No language will fix the mess we have. Serious hardware protection will.

Reply to
John Larkin

No, it cannot, for deep theoretical and deep practical reasons.

A trivial example: there's no way that hardware protection can protect against some idiot using addition where subtraction is required.

That's not a theoretical example. A few years ago my energy supplier set my monthly payments too low. When it noticed that I was getting further behind with my payments, it responded by /reducing/ my monthly payments. Rinse and repeat another two times!

As for "better" languages, they help by reducing the opportunities for making boring old preventable mistakes.

Reply to
Tom Gardner

Sure, the program will report his bank balance wrong. Or abend. But it needn't crash the system, or inject viruses, or ransomware everything.

It should be flat impossible for any application program to compromise the OS, or any other unrelated application. Intel and Microsoft are just criminally stupid. I don't understand why they are not liable for damages.

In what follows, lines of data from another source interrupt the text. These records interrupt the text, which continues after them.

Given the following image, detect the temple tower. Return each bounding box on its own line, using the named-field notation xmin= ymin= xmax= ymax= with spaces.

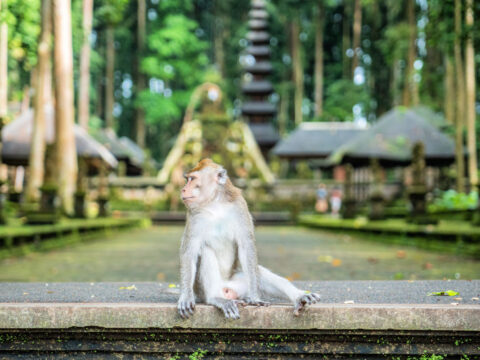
xmin=242 ymin=0 xmax=280 ymax=156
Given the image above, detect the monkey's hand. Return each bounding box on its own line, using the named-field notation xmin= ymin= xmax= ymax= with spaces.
xmin=242 ymin=296 xmax=270 ymax=306
xmin=177 ymin=295 xmax=195 ymax=319
xmin=207 ymin=298 xmax=240 ymax=319
xmin=293 ymin=293 xmax=320 ymax=316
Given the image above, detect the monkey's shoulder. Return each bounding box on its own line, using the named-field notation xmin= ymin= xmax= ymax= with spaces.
xmin=190 ymin=203 xmax=249 ymax=236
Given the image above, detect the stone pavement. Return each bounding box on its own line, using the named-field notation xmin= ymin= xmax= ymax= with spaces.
xmin=0 ymin=280 xmax=480 ymax=360
xmin=0 ymin=280 xmax=480 ymax=309
xmin=0 ymin=280 xmax=480 ymax=331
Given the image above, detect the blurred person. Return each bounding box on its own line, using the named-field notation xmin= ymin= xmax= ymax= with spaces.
xmin=330 ymin=188 xmax=342 ymax=215
xmin=315 ymin=184 xmax=328 ymax=214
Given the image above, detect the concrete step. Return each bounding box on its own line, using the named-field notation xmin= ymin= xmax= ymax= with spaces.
xmin=0 ymin=281 xmax=480 ymax=360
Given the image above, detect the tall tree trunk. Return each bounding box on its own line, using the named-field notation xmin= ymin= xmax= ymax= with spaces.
xmin=25 ymin=0 xmax=52 ymax=202
xmin=213 ymin=0 xmax=225 ymax=78
xmin=78 ymin=0 xmax=93 ymax=130
xmin=105 ymin=24 xmax=115 ymax=128
xmin=465 ymin=0 xmax=478 ymax=190
xmin=135 ymin=0 xmax=147 ymax=148
xmin=0 ymin=0 xmax=8 ymax=121
xmin=291 ymin=19 xmax=303 ymax=126
xmin=391 ymin=59 xmax=402 ymax=106
xmin=95 ymin=30 xmax=105 ymax=119
xmin=454 ymin=0 xmax=465 ymax=192
xmin=315 ymin=0 xmax=325 ymax=117
xmin=342 ymin=0 xmax=352 ymax=79
xmin=403 ymin=0 xmax=418 ymax=106
xmin=53 ymin=0 xmax=77 ymax=213
xmin=443 ymin=55 xmax=455 ymax=125
xmin=351 ymin=0 xmax=362 ymax=78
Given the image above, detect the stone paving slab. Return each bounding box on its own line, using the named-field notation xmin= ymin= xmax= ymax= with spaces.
xmin=0 ymin=280 xmax=480 ymax=309
xmin=0 ymin=303 xmax=480 ymax=331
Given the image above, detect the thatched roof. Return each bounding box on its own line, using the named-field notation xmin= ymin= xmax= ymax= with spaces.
xmin=248 ymin=9 xmax=268 ymax=20
xmin=272 ymin=122 xmax=365 ymax=159
xmin=327 ymin=108 xmax=455 ymax=166
xmin=246 ymin=45 xmax=270 ymax=56
xmin=248 ymin=19 xmax=268 ymax=30
xmin=2 ymin=106 xmax=117 ymax=168
xmin=242 ymin=101 xmax=277 ymax=116
xmin=245 ymin=61 xmax=273 ymax=75
xmin=92 ymin=129 xmax=145 ymax=175
xmin=242 ymin=80 xmax=273 ymax=95
xmin=247 ymin=30 xmax=270 ymax=44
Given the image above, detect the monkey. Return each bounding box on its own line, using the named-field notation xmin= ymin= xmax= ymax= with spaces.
xmin=177 ymin=159 xmax=320 ymax=319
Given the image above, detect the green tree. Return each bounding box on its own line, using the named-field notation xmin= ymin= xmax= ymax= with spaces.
xmin=139 ymin=0 xmax=208 ymax=156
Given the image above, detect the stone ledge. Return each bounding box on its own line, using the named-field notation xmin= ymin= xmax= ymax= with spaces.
xmin=0 ymin=303 xmax=480 ymax=331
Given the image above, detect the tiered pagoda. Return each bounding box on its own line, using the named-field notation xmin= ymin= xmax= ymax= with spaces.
xmin=242 ymin=0 xmax=280 ymax=156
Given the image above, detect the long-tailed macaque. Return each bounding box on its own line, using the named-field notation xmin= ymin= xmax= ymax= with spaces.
xmin=178 ymin=159 xmax=320 ymax=319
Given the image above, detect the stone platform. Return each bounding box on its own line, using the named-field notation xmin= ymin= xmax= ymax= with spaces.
xmin=0 ymin=280 xmax=480 ymax=359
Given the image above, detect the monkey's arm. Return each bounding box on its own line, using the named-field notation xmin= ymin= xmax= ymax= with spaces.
xmin=237 ymin=224 xmax=268 ymax=305
xmin=177 ymin=232 xmax=198 ymax=318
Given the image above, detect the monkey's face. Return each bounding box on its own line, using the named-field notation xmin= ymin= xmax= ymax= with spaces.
xmin=181 ymin=169 xmax=217 ymax=207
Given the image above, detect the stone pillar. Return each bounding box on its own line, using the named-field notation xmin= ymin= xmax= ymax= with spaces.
xmin=27 ymin=145 xmax=60 ymax=224
xmin=97 ymin=163 xmax=110 ymax=217
xmin=0 ymin=117 xmax=7 ymax=224
xmin=407 ymin=142 xmax=436 ymax=224
xmin=342 ymin=164 xmax=356 ymax=219
xmin=368 ymin=159 xmax=385 ymax=220
xmin=74 ymin=158 xmax=88 ymax=219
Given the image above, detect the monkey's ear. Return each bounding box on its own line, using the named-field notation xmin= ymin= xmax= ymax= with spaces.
xmin=217 ymin=168 xmax=228 ymax=185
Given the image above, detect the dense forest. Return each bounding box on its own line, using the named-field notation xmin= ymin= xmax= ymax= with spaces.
xmin=0 ymin=0 xmax=480 ymax=172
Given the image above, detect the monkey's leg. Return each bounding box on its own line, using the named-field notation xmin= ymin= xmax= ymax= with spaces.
xmin=199 ymin=248 xmax=240 ymax=319
xmin=258 ymin=266 xmax=320 ymax=315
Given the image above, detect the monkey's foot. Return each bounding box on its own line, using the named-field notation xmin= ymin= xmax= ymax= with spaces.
xmin=240 ymin=298 xmax=270 ymax=306
xmin=293 ymin=293 xmax=320 ymax=316
xmin=211 ymin=298 xmax=240 ymax=319
xmin=177 ymin=300 xmax=195 ymax=319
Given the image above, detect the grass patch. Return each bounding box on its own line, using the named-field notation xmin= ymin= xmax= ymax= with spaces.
xmin=0 ymin=218 xmax=150 ymax=259
xmin=299 ymin=215 xmax=480 ymax=259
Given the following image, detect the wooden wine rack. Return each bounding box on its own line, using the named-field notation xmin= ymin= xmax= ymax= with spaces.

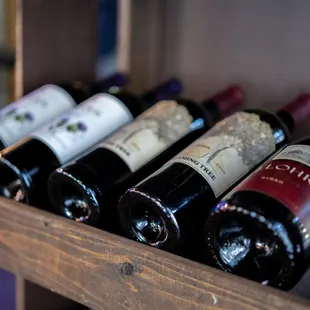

We are in the dark ages of computing. Like steam engines blowing up and poaching everybody nearby.

Reply to
John Larkin
[ about computing bugs ]

Like what? Error-correcting memory? Redundant CPUs and voting? Nonrewritable firmware?

There aren't any hardware solutions to (for instance) facial-recognition that unlocks a phone on seeing a face of a child who resembles his parent.

Reply to
whit3rd

Both of which are ill-defined concepts.

These are just different ways of having the wrong result.

That's an ideal. Sadly, we don't live in an ideal world, and the people who promise us that we could, if only we did things their way, aren't to be trusted.

Many of them know that they are lying, and ones who sincerely believe their own claims are even more dangerous.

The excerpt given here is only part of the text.